Pythonic beautifulSoup4:如何从Wikipedia类别的下一页链接中获取剩余标题 [英] Pythonic beautifulSoup4 : How to get remaining titles from the next page link of a wikipedia category
问题描述
我成功编写了以下代码,以获取 Wikipedia类别的标题.该类别包含404个以上的标题.但是我的输出文件仅提供200个标题/页面.如何扩展我的代码以获取该类别链接的所有标题(下一页),依此类推.
I wrote successfully the following code to get the titles of a Wikipedia category. The category consists more than 404 titles. But my output file gives only 200 titles/pages. how to extend my code to get all the titles of that category's link (next page) and so on.
命令:python3 getCATpages.py
getCATpages.py的代码;-
Code of getCATpages.py ;-
from bs4 import BeautifulSoup
import requests
import csv
#getting all the contents of a url
url = 'https://en.wikipedia.org/wiki/Category:Free software'
content = requests.get(url).content
soup = BeautifulSoup(content,'lxml')
#showing the category-pages Summary
catPageSummaryTag = soup.find(id='mw-pages')
catPageSummary = catPageSummaryTag.find('p')
print(catPageSummary.text)
#showing the category-pages only
catPageSummaryTag = soup.find(id='mw-pages')
tag = soup.find(id='mw-pages')
links = tag.findAll('a')
# giving serial numbers to the output print and limiting the print into three
counter = 1
for link in links[:3]:
print (''' '''+str(counter) + " " + link.text)
counter = counter + 1
#getting the category pages
catpages = soup.find(id='mw-pages')
whatlinksherelist = catpages.find_all('li')
things_to_write = []
for titles in whatlinksherelist:
things_to_write.append(titles.find('a').get('title'))
#writing the category pages as a output file
with open('001-catPages.csv', 'a') as csvfile:
writer = csv.writer(csvfile,delimiter="\n")
writer.writerow(things_to_write)
推荐答案
这个想法是跟随下一页直到页面上没有下一页"链接.我们将维持一个网络抓取会话,同时发出多个请求,以在列表中收集所需的链接标题:
The idea is to follow the next page until there is no "next page" link on the page.
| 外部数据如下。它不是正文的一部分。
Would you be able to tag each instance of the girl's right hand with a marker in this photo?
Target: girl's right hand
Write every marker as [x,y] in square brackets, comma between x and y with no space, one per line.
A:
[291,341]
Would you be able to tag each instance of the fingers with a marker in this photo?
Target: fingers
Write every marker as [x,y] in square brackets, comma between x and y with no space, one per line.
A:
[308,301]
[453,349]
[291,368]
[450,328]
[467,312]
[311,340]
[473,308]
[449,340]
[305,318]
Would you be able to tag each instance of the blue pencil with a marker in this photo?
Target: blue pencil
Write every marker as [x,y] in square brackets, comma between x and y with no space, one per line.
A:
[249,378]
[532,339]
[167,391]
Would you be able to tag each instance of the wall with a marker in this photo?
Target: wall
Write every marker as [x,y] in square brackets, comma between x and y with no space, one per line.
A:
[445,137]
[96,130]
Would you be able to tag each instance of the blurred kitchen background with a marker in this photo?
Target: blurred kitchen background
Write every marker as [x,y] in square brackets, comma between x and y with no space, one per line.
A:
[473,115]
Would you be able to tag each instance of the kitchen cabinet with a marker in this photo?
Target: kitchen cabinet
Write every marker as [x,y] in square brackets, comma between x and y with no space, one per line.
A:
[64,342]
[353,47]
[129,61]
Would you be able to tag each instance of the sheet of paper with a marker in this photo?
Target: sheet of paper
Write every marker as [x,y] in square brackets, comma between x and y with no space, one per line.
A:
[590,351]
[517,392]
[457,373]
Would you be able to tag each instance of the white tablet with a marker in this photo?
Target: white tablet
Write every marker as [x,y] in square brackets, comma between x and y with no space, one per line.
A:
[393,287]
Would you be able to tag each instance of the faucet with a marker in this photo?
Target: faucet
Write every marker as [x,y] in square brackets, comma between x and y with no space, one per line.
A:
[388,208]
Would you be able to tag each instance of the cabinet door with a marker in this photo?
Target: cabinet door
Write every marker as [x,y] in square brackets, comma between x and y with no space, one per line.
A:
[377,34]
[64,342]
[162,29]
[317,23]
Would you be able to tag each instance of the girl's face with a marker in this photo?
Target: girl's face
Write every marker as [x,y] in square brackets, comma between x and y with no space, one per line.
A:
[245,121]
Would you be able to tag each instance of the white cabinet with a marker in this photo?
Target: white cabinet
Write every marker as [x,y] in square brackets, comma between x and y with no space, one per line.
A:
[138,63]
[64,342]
We'll maintain a web-scraping session while making multiple requests collecting the desired link titles in a list:
from pprint import pprint
from urllib.parse import urljoin
from bs4 import BeautifulSoup
import requests
base_url = 'https://en.wikipedia.org/wiki/Category:Free software'
def get_next_link(soup):
return soup.find("a", text="next page")
def extract_links(soup):
return [a['title'] for a in soup.select("#mw-pages li a")]
with requests.Session() as session:
content = session.get(base_url).content
soup = BeautifulSoup(content, 'lxml')
links = extract_links(soup)
next_link = get_next_link(soup)
while next_link is not None: # while there is a Next Page link
url = urljoin(base_url, next_link['href'])
content = session.get(url).content
soup = BeautifulSoup(content, 'lxml')
links += extract_links(soup)
next_link = get_next_link(soup)
pprint(links)
打印:
['Free software',
'Open-source model',
'Outline of free software',
'Adoption of free and open-source software by public institutions',
...
'ZK Spreadsheet',
'Zulip',
'Portal:Free and open-source software']
省略了无关的CSV编写部分.
Omitted the irrelevant CSV writing part.
这篇关于Pythonic beautifulSoup4:如何从Wikipedia类别的下一页链接中获取剩余标题的文章就介绍到这了,希望我们推荐的答案对大家有所帮助,也希望大家多多支持IT屋!